LSU Athletics Director Joe Alleva says the elimination of a tax break in the GOP tax reform bills could be disastrous for big-time collegiate athletics. LSU and many other schools require donations to purchase tickets to athletic events and Alleva is concerned those donations will go away, if fans can no longer claim 80% of the donation as a tax deduction.
“I don’t know how schools are going to make up the money if people decide not to make those contributions, it’s a tremendous amount of money.”
Alleva says LSU receives about $50-million from this revenue stream as reportedly 45,000 football season tickets require a donation to the school’s Tradition Fund for the right to purchase those tickets.
“A lot of that money goes to pay for scholarships, we have to pay scholarship costs for every one of our athletes. We pay the university over $16 million a year. If this happens, I don’t see a revenue stream to make up the difference.”

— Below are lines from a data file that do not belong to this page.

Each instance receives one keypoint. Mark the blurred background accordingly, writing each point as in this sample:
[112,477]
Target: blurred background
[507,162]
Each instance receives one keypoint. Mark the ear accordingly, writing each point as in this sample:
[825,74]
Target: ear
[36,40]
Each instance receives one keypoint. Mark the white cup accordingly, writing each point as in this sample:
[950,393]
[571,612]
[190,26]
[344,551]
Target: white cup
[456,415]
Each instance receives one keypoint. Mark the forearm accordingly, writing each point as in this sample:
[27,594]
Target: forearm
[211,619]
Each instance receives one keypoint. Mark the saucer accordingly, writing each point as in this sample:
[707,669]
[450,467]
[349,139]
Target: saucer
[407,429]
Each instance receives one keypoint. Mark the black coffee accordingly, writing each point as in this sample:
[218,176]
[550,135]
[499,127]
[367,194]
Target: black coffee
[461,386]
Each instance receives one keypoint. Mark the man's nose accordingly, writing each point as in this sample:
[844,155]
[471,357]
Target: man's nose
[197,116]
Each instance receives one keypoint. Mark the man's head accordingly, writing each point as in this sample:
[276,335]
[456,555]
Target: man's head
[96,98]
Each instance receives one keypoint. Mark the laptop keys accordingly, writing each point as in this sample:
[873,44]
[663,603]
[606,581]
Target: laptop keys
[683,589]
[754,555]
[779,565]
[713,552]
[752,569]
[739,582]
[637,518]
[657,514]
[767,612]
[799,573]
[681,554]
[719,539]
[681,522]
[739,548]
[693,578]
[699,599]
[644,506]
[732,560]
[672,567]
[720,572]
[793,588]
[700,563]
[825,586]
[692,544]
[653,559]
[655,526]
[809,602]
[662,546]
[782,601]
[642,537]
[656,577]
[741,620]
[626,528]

A spokesperson for Congressman Steve Scalise, Lauren Fine, says this House tax proposal will put more money back in the pockets of people in Louisiana, who can choose to spend it how they want, whether it be on football tickets, or anything else. But Alleva is still concerned that fans will no longer make a donation if they know they can’t deduct it on their taxes.
“We would not be able to give any money back to the university and in fact, we’d probably have to rely on the university to give us money to subsidize the program or the worst case scenario, we’d have to drop some sports.”